Diabetologia e intelligenza artificiale predittiva: “Finalmente il salto tecnologico che consente di passare dalla misurazione alla previsione

Il panorama della gestione del diabete in Italia si arricchisce con il lancio di Accu-Chek SmartGuide. Non un semplice sensore CGM (continuous glucose monitoring), ma un sistema “all-in-one” che integra algoritmi di intelligenza artificiale per passare da una gestione reattiva a una proattiva della glicemia, ovvero dalla misurazione alla previsione. La vera innovazione risiede nella capacità del sistema di analizzare i dati in tempo reale per fornire funzionalità predittive a 2 ore, consentendo al paziente e al clinico di anticipare le fluttuazioni glicemiche e intervenire prima che si verifichino eventi critici: “I sistemi di ultima generazione presentano algoritmi predittivi integrati e AI-based che possono aiutare a guardare oltre il valore istantaneo di glucosio, utilizzando ad esempio la funzione di predizione dell’andamento nelle 2 ore successive”, dichiara il prof.
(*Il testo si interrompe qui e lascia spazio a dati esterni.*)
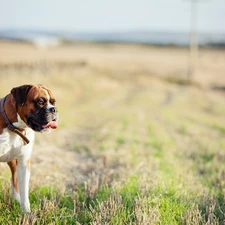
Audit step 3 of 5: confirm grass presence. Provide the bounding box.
[0,41,225,225]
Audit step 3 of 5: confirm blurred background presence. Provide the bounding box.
[0,0,225,224]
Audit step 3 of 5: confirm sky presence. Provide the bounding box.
[0,0,225,33]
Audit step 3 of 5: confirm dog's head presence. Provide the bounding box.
[11,85,58,132]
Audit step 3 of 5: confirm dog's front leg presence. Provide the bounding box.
[17,160,30,213]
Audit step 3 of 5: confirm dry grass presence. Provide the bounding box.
[0,43,225,225]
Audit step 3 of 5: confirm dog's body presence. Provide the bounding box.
[0,85,58,212]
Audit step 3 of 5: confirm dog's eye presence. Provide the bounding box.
[37,98,45,107]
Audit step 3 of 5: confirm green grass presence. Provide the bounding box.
[0,43,225,225]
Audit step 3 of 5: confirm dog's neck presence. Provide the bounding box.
[0,94,29,144]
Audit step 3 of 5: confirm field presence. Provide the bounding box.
[0,42,225,225]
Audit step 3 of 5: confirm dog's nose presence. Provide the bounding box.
[49,107,57,113]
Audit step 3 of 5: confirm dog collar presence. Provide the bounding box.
[0,95,30,145]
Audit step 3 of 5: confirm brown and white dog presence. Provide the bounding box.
[0,85,58,213]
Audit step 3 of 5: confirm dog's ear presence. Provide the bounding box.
[11,84,32,106]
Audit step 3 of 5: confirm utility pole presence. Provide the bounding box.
[187,0,198,81]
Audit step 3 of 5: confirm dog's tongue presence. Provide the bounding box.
[43,121,58,129]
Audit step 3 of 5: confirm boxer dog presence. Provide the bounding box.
[0,85,58,213]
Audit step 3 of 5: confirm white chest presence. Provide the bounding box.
[0,128,34,162]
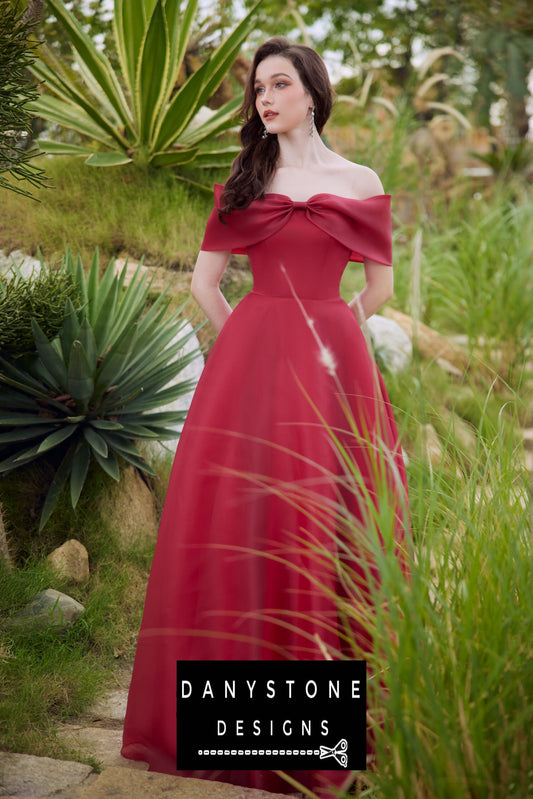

Dario Pitocco, direttore U.O. Diabetologia, Fondazione Policlinico Gemelli IRCCS.

Uno dei principali ostacoli terapeutici nel diabete, specialmente per i pazienti in terapia insulinica (circa il 30% dei diabetici di tipo 2 in Italia), è il rischio di ipoglicemia notturna, spesso asintomatica e pericolosa. Caratterizzato da un design “all-in-one” che mira a semplificare la quotidianità del paziente, il sistema interpreta i trend per mitigare la “paura dell’ipoglicemia”, migliorando l’aderenza terapeutica: “L’integrazione del CGM con algoritmi di intelligenza artificiale è capace di interpretare i dati e anticipare ciò che accadrà”, afferma la prof.ssa Concetta Irace, dell’Università Magna Græcia di Catanzaro. “Questi sistemi trasformano i valori in previsioni, rendendo la gestione della malattia più sicura ed efficace, soprattutto di notte, quando l’ipoglicemia è più difficile da riconoscere.”

Con oltre 4,5milioni di persone con diabete in Italia, la sfida per il Sistema Sanitario Nazionale è garantire cure personalizzate che riducano le complicanze a lungo termine. L’obiettivo dichiarato da Burcak Celik, general manager Roche Diagnostics Italia, è quello di favorire l’engagement del paziente: una gestione più consapevole e semplice si traduce in una migliore stabilità metabolica e, di conseguenza, in una maggiore sostenibilità per l’intero Sistema Salute. L’introduzione dell’AI nel monitoraggio quotidiano rappresenta un ulteriore passaggio verso una medicina di precisione applicata alla Diabetologia, in cui il dato non è solo una “fotografia” del presente, ma una “bussola” per il futuro prossimo del paziente.